Tutto è relativo e nel caso di dove fare il tatuaggio ancora di più: il dolore è una sensazione soggettiva, ciascuno di noi ha la propria soglia di sopportazione e la propria capacità di resistenza. Nella composta e sacra ritualità della cerimonia del tatuaggio, anche scegliere l’area circoscritta della superficie del corpo che vogliamo vedere abbellita dal nostro simbolo power ha la sua importanza. E conoscersi è il primo passo per capire se in quel punto il tatuaggio ci farà così male da non riuscire a sopportare nemmeno una righina sottile con l’ago, o se siamo in grado di superare con un po’ di denti stretti anche la super impegnativa sfumatura (che sì, fa più male, non c’è nulla da fare).
Il tema di oggi come avrete ben capito miei cari lettori è il tatuaggio. Una pratica di origini antichissime che risale ad oltre 5000 anni fa. Per chi non lo sapesse , il tatuaggio non è nato proprio qualche anno fa: sì magari col tempo, con le nuove strumentazioni, grafici, si è nettamente evoluto, certo, ma ha origini antichissime. Lo stesso termine, tatuaggio, fu utilizzato per la prima volta da James Cook, il quale scrisse la parola Tattow, (poi tattoo) che deriva da “tau-tau”, termine che ricordava il rumore prodotto dl legno che picchiettava sull’ago per incidere la pelle.

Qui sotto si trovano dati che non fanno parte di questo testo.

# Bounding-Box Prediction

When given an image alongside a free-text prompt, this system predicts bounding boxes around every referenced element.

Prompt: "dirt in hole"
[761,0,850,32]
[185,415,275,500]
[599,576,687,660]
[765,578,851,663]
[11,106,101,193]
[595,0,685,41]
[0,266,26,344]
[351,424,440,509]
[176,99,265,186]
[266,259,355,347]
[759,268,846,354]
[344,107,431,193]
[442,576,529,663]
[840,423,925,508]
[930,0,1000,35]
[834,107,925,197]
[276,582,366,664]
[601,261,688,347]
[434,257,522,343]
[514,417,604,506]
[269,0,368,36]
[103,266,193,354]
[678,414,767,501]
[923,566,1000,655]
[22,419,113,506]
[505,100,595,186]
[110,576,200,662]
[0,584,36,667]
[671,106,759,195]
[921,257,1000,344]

Nicolai Lilin affermava che, “I tatuaggi bisogna «soffrirli». Dopo aver vissuto qualcosa di particolare, lo si racconta tramite il tatuaggio come in una specie di diario.” Ebbene, a confermarlo anche GianMaurizio Fercioni non è un semplice tatuatore, ma forse il padre del tatuaggio in Italia, il primo ad aprire a Milano nel 1974, quando neppure esistevano norme che regolassero queste attività.

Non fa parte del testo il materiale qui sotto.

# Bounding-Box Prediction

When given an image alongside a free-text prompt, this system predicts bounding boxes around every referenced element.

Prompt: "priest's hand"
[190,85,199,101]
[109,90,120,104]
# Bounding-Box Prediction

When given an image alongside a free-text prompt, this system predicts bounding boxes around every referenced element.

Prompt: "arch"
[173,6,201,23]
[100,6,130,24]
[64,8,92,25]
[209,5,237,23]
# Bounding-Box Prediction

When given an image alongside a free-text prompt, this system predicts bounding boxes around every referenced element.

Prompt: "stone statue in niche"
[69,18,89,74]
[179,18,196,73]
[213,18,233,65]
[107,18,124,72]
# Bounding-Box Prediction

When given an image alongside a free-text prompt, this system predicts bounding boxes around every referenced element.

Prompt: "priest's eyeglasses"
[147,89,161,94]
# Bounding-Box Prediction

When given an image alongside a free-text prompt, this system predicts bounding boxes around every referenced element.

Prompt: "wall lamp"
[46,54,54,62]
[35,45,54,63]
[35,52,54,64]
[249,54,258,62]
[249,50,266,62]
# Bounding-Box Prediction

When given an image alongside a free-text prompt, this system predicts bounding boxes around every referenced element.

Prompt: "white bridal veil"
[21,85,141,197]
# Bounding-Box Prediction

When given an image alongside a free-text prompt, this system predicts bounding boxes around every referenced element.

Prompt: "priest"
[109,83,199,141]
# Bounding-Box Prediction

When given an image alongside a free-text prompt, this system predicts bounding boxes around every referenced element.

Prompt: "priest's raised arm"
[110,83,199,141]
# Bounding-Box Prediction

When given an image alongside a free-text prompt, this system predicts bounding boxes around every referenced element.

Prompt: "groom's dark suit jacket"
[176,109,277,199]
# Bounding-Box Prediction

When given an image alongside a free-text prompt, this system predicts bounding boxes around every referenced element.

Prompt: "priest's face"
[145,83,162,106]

In una sua vecchia intervista rilasciata al collega C. Baroni ha raccontato «Quando c’è crisi io lavoro di più: la gente in questi momenti si appropria di cose che nessuno può portare via, come i tatuaggi. Anche in tempo di guerra c’era sempre movimento attorno ai Tattoo Studio americani, che avevano addirittura sconti per i ragazzi che andavano in Vietnam. Un tatuatore dovrebbe far affiorare sulla pelle quello che c’è già sotto: i tuoi amori, inganni, sogni, incubi, e a questi non c’è crisi che importi».
Fercioni alle spalle ha oltre 50 anni di carriera. Ha tatuato i rampolli della migliore aristocrazia italiana, come i figli di Amedeo Savoia duca d’Aosta, Bianca e Aimone. Ma anche legionari ed ex detenuti di San Vittore. E il pugile Rocky Mattioli, campione del mondo, il regista da Oscar Gabriele Salvatores. Nato in zona Brera nel 1946 e discendente da un’antica famiglia di origini pisane, Gian Maurizio Fercioni è stato il primo ad aprire uno studio di tattoo in città, nel 1974. In via Mercato 16 ha allestito anche un museo sul tema, con tavole e attrezzature da ogni parte del mondo. Ha scelto di chiamare l’attività “Queequeg”, come l’arpioniere polinesiano tatuato che compare in “Moby Dick”. Il libro che più l’ha segnato, ispirandogli l’idea della vita come avventura.